While the allegation pertained to a kickback amounting to Rs. 64 crore, the CBI, by 2005, had already spent around Rs. 250 crore on the case "which is sheer wastage of public money," Yadav said.
The court accepted the contention of Additional Solicitor General P P Malhotra regarding the two failed attempts to get Quattrocchi extradited that these would act as an adverse precedent for any more attempts by the Government of India.
The CMM noted that while the El Dorado court in Argentina had described the extradition proceedings as for "political reasons," the court in Malaysia had discussed, besides legalities, the merits of the case while dismissing the CBI's petitions.
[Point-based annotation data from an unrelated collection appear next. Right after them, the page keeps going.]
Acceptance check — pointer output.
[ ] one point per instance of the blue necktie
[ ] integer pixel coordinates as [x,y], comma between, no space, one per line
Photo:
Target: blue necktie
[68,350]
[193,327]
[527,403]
"A joint reading of the judgments of both the countries would reveal that on facts of case, both countries expressed that offence of conspiracy and cheating was not made out against Q, as the terms of the agreement between the Government of India and M/s AB Bofors did not prohibit induction of foreign agents in the contract and in any case, if there was violation of any term of contract, that only leads to civil consequences and not penal consequences," the CMM said, adding that extradition requests were not entertained on sound reasoning.
Referring to a Delhi High Court judgment that had ordered quashing of a related FIR in the case, the court noted that all other accused persons, besides Quattrocchi, had either died or the proceedings against them, including those against M/s AB Bofors, had been quashed.
"Therefore, the decision of the learned Special Prosecutor of CBI, seeking withdrawal of prosecution against Q on the face of it appears to be bonafide and in the larger public interest. Accordingly, the learned Special Prosecutor of CBI is allowed to withdraw prosecution against Q. Consequently, Q stands discharged from this case," CMM Yadav ruled.